Chinese Phonetic Similarity Estimator

Overview

The Chinese Phonetic Similarity Estimator provides a phonetic algorithm for indexing Chinese characters by sound. Given two Chinese words of the same length, the model determines the distances between the two words and also returns a few candidate words which are close to the given word(s).
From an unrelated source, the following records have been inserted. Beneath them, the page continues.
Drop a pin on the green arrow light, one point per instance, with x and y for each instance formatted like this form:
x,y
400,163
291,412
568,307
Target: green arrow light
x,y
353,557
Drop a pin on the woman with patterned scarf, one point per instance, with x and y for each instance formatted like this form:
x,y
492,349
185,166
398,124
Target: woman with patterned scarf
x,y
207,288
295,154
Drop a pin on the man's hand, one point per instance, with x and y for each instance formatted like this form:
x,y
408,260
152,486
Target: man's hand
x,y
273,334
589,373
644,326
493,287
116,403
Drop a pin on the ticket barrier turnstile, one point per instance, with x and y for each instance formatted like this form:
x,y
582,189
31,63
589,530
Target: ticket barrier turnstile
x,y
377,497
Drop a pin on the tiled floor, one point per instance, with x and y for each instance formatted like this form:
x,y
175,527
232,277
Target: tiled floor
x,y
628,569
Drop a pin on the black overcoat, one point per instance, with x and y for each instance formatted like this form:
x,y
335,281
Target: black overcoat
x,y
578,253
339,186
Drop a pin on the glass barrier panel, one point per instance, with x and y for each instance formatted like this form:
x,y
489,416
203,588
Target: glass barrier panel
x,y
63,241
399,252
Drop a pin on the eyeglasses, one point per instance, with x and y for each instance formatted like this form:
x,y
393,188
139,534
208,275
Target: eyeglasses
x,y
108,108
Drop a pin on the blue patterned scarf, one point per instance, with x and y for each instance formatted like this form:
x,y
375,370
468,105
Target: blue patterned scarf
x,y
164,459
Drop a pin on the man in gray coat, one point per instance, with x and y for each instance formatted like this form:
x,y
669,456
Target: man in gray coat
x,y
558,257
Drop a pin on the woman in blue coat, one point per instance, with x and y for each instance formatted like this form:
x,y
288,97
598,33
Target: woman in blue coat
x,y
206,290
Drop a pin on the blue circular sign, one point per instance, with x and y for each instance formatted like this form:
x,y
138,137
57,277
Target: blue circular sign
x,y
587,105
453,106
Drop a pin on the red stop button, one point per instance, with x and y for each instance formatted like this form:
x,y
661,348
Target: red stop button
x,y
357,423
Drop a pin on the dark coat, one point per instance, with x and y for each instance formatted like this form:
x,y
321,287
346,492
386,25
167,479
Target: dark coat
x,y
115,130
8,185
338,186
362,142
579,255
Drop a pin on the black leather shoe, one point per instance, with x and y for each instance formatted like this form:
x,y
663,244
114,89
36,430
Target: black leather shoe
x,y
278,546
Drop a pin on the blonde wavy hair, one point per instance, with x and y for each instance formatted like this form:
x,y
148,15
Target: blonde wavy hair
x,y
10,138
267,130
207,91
The code complies with the phonetic principles of Mandarin Chinese as guided by the Romanization defined in ISO 7098:2015. The model is based on the DimSim model.

Model Metadata

Domain Application Industry Framework Training Data Input Data Format
NLP Text Clustering/Phonetics Social Media Python N/A Chinese Text (utf-8 encoded)

References

Licenses

Component License Link
Model GitHub repository Apache 2.0 LICENSE
Model Weights N/A N/A
Model Code (3rd party) Apache 2.0 LICENSE
Test assets N/A N/A

Options available for deploying this model

This model can be deployed using the following mechanisms:

  • Run Locally as a library from PyPi: follow the instructions in the model README on GitHub

  • Deploy from Dockerhub:

    docker run -it -p 5000:5000 codait/max-chinese-phonetic-similarity-estimator
    
  • Deploy on Red Hat OpenShift:

    Follow the instructions for the OpenShift web console or the OpenShift Container Platform CLI in this tutorial and specify codait/max-chinese-phonetic-similarity-estimator as the image name.

  • Deploy on Kubernetes:

    kubectl apply -f https://raw.githubusercontent.com/IBM/MAX-Chinese-Phonetic-Similarity-Estimator/master/max-chinese-phonetic-similarity-estimator.yaml
    
  • Locally: follow the instructions in the model README on GitHub

Example Usage

You can test or use this model

Test the model using cURL

Once deployed, you can test the model from the command line. For example if running locally, run the following command through the terminal:

$ curl -X POST "http://localhost:5000/model/predict?first_word=%E5%A4%A7%E8%99%BE&second_word=%E5%A4%A7%E4%BE%A0&mode=simplifiedθ=1" -H  "accept: application/json"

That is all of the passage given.